Impaired mitochondrial oxidative phosphorylation in skeletal muscle of the dystrophin-deficient mdx mouse
- Cite this article as:
- Kuznetsov, A.V., Winkler, K., Wiedemann, F. et al. Mol Cell Biochem (1998) 183: 87. doi:10.1023/A:1006868130002
The mdx mouse, an animal model of the Duchenne muscular dystrophy, was used for the investigation of changes in mitochondrial function associated with dystrophin deficiency.
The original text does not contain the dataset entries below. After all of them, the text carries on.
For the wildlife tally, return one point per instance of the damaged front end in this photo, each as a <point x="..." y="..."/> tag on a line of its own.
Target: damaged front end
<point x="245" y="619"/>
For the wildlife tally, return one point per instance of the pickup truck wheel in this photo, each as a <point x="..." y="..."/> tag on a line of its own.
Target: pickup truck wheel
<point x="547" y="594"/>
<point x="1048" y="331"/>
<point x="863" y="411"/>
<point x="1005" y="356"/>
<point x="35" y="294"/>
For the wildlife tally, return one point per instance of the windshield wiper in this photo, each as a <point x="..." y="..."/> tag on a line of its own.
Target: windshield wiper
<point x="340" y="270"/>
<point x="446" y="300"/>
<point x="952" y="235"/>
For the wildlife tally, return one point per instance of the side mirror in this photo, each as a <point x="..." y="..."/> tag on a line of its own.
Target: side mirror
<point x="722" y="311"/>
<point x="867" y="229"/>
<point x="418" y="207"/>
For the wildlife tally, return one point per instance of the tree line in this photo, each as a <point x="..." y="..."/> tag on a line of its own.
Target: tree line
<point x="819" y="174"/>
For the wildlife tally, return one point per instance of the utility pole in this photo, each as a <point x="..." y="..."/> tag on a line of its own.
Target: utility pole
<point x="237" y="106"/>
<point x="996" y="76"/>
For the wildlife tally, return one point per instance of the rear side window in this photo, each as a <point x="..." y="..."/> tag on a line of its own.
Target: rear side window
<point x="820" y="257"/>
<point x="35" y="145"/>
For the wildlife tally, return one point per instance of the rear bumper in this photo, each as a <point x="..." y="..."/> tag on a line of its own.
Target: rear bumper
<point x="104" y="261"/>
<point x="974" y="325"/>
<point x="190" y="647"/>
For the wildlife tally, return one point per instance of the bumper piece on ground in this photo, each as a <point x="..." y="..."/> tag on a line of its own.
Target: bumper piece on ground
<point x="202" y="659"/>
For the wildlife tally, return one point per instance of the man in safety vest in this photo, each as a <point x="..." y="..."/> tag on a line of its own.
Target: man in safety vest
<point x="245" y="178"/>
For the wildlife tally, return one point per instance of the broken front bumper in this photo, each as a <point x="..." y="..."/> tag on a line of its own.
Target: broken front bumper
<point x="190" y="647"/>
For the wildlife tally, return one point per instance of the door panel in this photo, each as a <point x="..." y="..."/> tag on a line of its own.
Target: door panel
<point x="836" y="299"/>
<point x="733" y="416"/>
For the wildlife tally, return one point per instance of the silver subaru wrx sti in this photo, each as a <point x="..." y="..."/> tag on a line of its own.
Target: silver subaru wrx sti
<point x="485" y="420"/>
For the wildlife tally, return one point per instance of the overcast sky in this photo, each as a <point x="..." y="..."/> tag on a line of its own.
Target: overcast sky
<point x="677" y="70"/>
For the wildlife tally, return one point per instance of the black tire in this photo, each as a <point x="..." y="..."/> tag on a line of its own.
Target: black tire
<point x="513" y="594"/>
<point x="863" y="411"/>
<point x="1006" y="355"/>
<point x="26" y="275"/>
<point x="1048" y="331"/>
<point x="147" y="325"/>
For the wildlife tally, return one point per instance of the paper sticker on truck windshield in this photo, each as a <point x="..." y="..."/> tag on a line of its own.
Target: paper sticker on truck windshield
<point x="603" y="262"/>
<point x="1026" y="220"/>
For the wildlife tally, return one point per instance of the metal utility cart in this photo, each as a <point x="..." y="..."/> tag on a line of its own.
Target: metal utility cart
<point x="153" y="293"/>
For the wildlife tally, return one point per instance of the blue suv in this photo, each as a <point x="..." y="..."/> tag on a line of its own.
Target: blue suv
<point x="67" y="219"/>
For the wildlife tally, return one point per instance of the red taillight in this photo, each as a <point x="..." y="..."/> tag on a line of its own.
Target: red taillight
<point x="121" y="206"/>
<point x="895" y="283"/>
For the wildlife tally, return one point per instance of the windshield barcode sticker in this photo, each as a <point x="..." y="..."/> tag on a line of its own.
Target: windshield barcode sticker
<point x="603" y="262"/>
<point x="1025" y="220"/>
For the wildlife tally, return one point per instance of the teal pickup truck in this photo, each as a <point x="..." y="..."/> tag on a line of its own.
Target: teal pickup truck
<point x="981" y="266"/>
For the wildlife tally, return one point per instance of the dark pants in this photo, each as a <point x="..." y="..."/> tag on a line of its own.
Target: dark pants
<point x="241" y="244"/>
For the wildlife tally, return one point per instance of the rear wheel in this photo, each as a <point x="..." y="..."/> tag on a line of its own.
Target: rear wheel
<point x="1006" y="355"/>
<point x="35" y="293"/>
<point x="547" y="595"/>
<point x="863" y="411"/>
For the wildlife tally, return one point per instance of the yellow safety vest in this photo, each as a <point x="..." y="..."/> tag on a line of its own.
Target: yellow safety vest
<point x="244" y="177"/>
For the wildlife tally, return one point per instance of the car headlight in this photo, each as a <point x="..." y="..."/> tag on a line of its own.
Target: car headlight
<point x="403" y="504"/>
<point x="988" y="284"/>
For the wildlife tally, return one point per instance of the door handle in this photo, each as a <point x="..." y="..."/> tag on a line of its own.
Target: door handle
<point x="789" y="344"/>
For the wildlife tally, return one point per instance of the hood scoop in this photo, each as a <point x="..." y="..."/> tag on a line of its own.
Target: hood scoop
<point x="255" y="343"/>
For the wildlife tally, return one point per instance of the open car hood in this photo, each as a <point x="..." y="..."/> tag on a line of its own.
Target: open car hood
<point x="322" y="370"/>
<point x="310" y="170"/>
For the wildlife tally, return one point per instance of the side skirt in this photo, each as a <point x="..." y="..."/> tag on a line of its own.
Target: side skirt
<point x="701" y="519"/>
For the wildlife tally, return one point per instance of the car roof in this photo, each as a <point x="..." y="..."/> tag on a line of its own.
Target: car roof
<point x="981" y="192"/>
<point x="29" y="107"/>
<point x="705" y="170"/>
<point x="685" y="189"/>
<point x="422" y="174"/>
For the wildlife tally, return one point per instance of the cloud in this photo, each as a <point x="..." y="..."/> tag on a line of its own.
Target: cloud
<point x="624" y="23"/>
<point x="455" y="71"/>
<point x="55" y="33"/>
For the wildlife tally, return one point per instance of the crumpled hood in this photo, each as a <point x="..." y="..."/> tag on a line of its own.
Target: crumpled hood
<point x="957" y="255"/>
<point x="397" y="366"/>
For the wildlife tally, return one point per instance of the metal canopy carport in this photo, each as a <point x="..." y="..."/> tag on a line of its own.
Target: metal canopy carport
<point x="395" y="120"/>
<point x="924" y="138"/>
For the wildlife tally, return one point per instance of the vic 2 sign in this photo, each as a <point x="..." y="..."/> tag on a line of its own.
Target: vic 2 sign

Enzymatic analysis of skeletal muscle showed an approximately 50% decrease in the activity of all respiratory chain-linked enzymes in musculus quadriceps of adult mdx mice as compared with controls, while in cardiac muscle no difference was observed. The activities of cytosolic and mitochondrial matrix enzymes were not significantly different from the control values in both cardiac and skeletal muscles. In saponin-permeabilized skeletal muscle fibers of mdx mice the maximal rates of mitochondrial respiration were about two times lower than those of controls. These changes were also demonstrated on the level of isolated mitochondria. Mdx muscle mitochondria had only 60% of maximal respiration activities of control mice skeletal muscle mitochondria and contained only about 60% of hemoproteins of mitochondrial inner membrane. Similar findings were observed in a skeletal muscle biopsy of a Duchenne muscular dystrophy patient. These data strongly suggest that a specific decrease in the amount of all mitochondrial inner membrane enzymes, most probably as result of Ca2+ overload of muscle fibers, is the reason for the bioenergetic deficits in dystrophin-deficient skeletal muscle.